Highbury Corner, Islington, London N1
As a contribution to a long-running local debate and prompted by Councillors James Dunnett has produced a number sketch proposals for the layout of various key Islington locations, including this one for Highbury Corner, intending to link presently fragmented open spaces and rationalise traffic patterns.
Iona Hostel Competition
This was a competition held in 1988 for the design of residential hostel to be built on the historic island of Iona off the west coast of Scotland, for use by the religious community there. In response to the demand for a building that could as far as possible be pre-fabricated and to the emphasis on the hostile climatic conditions, James Dunnett envisaged a shallow domed circular structure, using laminated timber beams, which would have a low wind profile and minimal external wall surface in relation to floor area. The plan form also described the Celtic cross, of which there are ancient stone examples on the island.

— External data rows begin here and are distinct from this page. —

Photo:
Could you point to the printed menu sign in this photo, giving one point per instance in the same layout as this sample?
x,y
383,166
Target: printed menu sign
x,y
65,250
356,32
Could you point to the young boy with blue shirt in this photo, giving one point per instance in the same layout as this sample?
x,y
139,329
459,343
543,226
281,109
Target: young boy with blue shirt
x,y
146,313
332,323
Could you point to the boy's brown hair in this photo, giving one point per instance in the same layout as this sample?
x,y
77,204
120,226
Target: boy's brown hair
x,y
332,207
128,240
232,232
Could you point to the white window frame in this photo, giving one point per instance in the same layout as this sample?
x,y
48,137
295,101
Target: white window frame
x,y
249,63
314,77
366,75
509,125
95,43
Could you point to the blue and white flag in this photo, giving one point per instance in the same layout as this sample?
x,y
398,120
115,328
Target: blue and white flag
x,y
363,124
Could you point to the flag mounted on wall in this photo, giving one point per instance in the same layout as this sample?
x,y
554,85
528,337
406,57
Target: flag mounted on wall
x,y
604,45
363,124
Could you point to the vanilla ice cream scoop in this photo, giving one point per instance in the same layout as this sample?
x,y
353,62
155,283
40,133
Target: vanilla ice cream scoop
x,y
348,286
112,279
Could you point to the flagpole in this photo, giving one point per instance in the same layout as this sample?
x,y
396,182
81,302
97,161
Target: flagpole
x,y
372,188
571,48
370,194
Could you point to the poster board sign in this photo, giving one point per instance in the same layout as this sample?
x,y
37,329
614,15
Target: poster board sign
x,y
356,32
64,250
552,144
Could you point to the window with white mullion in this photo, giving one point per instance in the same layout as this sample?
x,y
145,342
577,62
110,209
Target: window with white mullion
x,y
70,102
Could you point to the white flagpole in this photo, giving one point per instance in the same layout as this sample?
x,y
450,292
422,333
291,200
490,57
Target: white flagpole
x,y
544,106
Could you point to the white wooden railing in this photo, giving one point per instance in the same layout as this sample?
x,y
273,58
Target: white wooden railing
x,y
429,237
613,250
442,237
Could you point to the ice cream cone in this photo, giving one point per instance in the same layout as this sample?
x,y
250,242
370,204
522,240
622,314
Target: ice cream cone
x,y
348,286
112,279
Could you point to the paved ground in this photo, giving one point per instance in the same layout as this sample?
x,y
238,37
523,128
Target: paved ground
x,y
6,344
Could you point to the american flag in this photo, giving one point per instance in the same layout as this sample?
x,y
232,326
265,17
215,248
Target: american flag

Kings Cross Railways Lands, London
The long process of deciding on a plan for the redevelopment of the extensive disused former marshalling yards to the north of King’s Cross and St Pancras Sations was already under way by 1990. James Dunnett envisaged that it could provide an opportunity for the study of optimal urban form on the site, to ensure that every inhabitant could enjoy ‘Light, Space, Greenery’ from their homes – whilst meeting the acute shortage of public green space in the London Borough of Islington, whose border ran down the eastern edge of the site. The whole of the site to the north of the Regent’s Canal was seen as a green area studded by listed buildings and overlooked by a long perimeter residential block shielding it from noise from the railway lines.
St Andrew’s Church, Thornhill Square, Islington, London N1
James Dunnett has produced a number of proposals for partially restoring the interior of the Grade 2-listed church dating from 1854, whose interior was largely stripped and partitioned in the 1970s, leaving a long and windowless nave. In essence the proposal has been and is to re-open one of the original arcades, allowing natural light into the church, whilst installing an upper level in the opposite aisle and partitioning the western end of the nave. The result would be a substantial increase in the usable worship space and ancillary space and recovery of natural light and architectural values.
James Dunnett was asked by the Twentieth Century Society in 1994 to report on the results of a competition for proposals to upgrade the South Bank Arts Complex in London. He suggested that instead of altering the present Hayward Gallery and Queen Elizabeth Hall radically and covering them in a ‘glass wave’ , as proposed by the winning scheme, they should be rebuilt upstream of Hungerford Bridge, returning their present site downstream of the Festival Hall to the greener, more open character it had during the Festival of Britain. This would also allow for rebuilding there the Skylon as a vertical feature in place of the original Shot Tower. The aim was to achieve a better relationship of buildings to open spaces.
Whalley Country House competition
A competition in 2000 sought a design for a country house on a commanding sloping site above the village of Whalley in Lancashire. James Dunnett envisaged a two storey house of two blocks built into the sloping hillside, so that the house was entered at its upper level on the uphill side, with steps descending to the lower level within a double-height living room overlooking wide views and a lake to the south. The walls were to be of random local stone and the roofs turfed.